Chief Information Security Officer
Description:
JOB DETAILS: The Chief Information security officer safeguards the Bank’s information by developing, implementing and maintaining a comprehensive information security strategy.
Job Responsibilities Implement, configure and maintain the Bank’s security controls as per cyber policy security of Bank and regulator.
Install security tools (eg.
Firewalls, data encryption) to protect sensitive information.
Monitor Bank’s compliance with software and hardware licenses and monitor SLAS with both internal and external entities.
Monitor the Bank’s networks and systems for security breaches and investigate violations when they occur.
Run vulnerability checks to confirm that systems are in line with cyber security policies and guidelines.
Research the latest information technology security trends and recommend enhancement to Management.
Participate in the annual review and update of operating procedures to improve control guidance, test procedures and reference documents.
Ensuring the confidentiality, integrity and availability of Bank’s data, systems and infrastructure.
Promoting and implementing IT security awareness in the Bank.
Ensuring compliance with relevant laws, regulations, and industry standards.
Managing Bank’s response to security incidents and IT breaches.
Promoting IT security awareness and training across the Bank by ensuring all employees understand their roles in maintaining IT security and protecting sensitive information.
QUALIFICATION The ideal candidate will have the following: Must have a Bachelor’s degree in Computer science or Information Technology or Business computing or any other technology related field.
Must have a Certified Information system security professional (CSSP), certified Information System Manager (CISM), Certified System Information Auditor (CISA), Certified in Risk and Information Systems control (CRISC), ISO 270001 lead Auditor/lead implementer or other similar credentials.
8 years’ experience in banking, 3 years of which must have been at management level.
Demonstrated experience in IT risk management, information security, IT.
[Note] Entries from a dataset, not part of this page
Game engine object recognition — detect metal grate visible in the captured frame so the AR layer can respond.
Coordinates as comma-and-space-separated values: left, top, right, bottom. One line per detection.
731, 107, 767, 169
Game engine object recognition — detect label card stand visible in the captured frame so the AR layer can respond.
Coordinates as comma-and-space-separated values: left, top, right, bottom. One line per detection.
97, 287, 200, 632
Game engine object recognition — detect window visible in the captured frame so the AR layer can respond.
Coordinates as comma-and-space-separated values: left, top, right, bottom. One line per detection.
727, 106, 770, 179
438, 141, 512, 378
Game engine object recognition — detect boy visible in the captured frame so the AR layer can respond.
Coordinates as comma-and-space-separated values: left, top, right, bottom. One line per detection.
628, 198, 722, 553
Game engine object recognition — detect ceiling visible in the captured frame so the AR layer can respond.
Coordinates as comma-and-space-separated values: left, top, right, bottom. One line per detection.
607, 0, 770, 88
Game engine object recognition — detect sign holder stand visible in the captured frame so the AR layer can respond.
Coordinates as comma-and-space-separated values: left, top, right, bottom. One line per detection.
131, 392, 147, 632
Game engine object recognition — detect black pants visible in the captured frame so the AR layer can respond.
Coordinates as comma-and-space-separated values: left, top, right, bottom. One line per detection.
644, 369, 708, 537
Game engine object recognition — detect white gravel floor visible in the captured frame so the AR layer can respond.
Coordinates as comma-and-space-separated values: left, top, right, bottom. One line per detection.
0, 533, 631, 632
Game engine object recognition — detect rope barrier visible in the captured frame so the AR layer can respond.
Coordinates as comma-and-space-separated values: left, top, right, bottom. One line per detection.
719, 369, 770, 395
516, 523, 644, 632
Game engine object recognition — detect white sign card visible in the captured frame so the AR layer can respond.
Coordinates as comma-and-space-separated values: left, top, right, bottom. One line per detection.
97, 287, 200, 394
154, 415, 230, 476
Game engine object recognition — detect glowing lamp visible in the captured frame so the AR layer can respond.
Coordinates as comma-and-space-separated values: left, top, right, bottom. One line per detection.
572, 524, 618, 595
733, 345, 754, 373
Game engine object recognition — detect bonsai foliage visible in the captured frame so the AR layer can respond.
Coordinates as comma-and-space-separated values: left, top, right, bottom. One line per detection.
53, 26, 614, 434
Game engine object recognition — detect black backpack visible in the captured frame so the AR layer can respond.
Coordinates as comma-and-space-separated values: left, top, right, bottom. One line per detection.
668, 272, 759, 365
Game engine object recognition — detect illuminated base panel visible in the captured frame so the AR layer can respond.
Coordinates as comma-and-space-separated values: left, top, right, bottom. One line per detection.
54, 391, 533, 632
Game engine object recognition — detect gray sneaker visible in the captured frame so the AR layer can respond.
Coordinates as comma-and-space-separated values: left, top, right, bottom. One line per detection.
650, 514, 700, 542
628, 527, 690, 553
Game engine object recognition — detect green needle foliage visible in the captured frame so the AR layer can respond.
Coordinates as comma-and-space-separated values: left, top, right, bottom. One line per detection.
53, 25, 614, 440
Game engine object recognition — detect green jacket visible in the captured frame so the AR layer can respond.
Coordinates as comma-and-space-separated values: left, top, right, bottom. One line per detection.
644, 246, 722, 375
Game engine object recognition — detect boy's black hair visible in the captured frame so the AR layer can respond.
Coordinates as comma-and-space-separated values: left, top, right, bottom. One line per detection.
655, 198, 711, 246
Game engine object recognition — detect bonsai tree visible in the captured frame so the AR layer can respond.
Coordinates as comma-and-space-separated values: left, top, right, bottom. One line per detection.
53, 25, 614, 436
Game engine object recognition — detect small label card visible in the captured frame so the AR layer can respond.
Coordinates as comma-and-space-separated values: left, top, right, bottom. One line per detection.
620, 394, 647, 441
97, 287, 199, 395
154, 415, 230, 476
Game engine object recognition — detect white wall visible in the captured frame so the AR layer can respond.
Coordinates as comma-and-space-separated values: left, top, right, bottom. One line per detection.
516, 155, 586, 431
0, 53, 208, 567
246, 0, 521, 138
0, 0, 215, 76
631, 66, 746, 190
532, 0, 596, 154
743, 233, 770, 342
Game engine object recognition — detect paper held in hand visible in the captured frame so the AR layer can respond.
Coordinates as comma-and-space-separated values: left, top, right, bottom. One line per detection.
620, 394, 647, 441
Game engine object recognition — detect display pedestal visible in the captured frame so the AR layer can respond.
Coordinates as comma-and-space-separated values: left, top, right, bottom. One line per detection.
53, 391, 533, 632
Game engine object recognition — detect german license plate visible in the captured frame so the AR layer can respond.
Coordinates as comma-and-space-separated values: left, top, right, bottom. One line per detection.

Up to date Knowledge of methodologies and trends in both business and IT or IT security.
Knowledge and understanding of relevant legal and regulatory requirements such as international organization for standardization, Risk IT and Cyber security framework, PCI-DSS.
Sound knowledge of business management, information risk security management, cyber security technologies and up to date knowledge of trends in both business and IT.
Highly organized person, with ability to multitask with ease Suitable basic knowledge in IT information security is a must.